Он скользнул спокойным, словно бы невидящим взглядом по Аграфене и пошел к воротам.

Случай перекрестился и достал из-за пояса нож.

– Ну, стало быть, матушка-княгиня… – сказал бодро, однако голубые, что васильки, глаза его глядели на Аграфену с некоторой неловкостью. – Такие, знать, дела… Прости, если что не так. Христос с тобою!

– Не томи, – пробурчал Нечай, и Случай порывисто шагнул к Аграфене, схватил ее за кичку, резко отогнув голову назад, и полоснул поперек горла лезвием.

Княгиня мгновение смотрела на него изумленным взором, издавая приоткрытым ртом какие-то странные звуки, словно пытаясь что-то сказать, потом завела глаза и тяжело грянулась оземь.

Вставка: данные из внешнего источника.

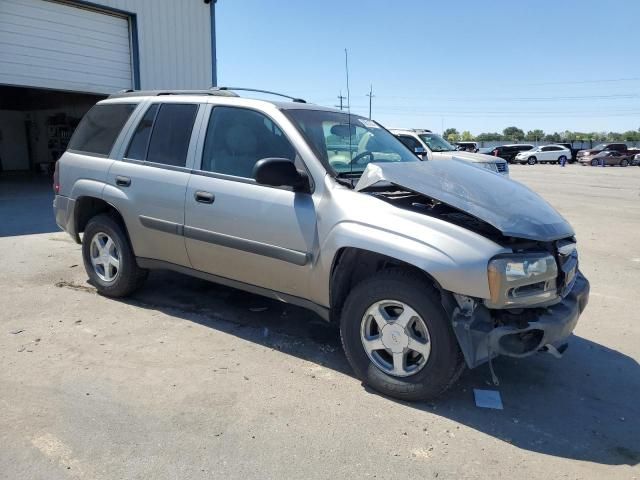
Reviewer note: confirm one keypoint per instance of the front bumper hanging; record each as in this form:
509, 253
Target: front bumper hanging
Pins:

Случай перекрестился окровавленным ножом, потом нагнулся и принялся быстро совать его в траву, чтобы очистить. Руки у него заметно дрожали.

– Ну, вот и ладненько, – пробормотал Нечай, складывая руки Аграфены крестом на груди и заботливо оправляя съехавшую кику. Потом он пристроил рядом мертвого малыша и так же старательно сложил его ручонки. – Царство небесное, земля пухом. Вечный покой!

Покосился на младшего брата, который как-то слишком долго чистил нож, вздохнул жалеючи, поднялся с колен:

– Ну, готово дело. Ведите, что ли!

Начальник – это был сам Василий Умной-Колычев – кивнул и дал знак отворять ворота.

В них тотчас ворвались на полном скаку два коня, за которыми влачился избитый, измученный, окровавленный, но еще живой человек, в котором трудно было узнать надменного, лощеного, красивого князя Михаила Темрюковича Черкасского. Прежде чем доставить его к месту казни, на Поганую лужу, велено было завезти Салтанкула домой и показать трупы жены и сына. Приказ сей отдавал самолично государь – в память о смерти своей жены.

Царицы Марфы Васильевны.

С ПЕРВОГО

ВЗГЛЯДА

Анна добрела до заставы Александровой слободы и остановилась, унимая дрожь в ногах. Коленки подкашивались, да это и понятно: во рту у нее второй день не было ни маковой росины, и только одно придавало ей силы, заставляло держаться: знала, что если упадет, то у отца не останется уже никакой надежды. Дошла все-таки… но ведь еще надо войти в слободу, еще надо добраться до царевых палат…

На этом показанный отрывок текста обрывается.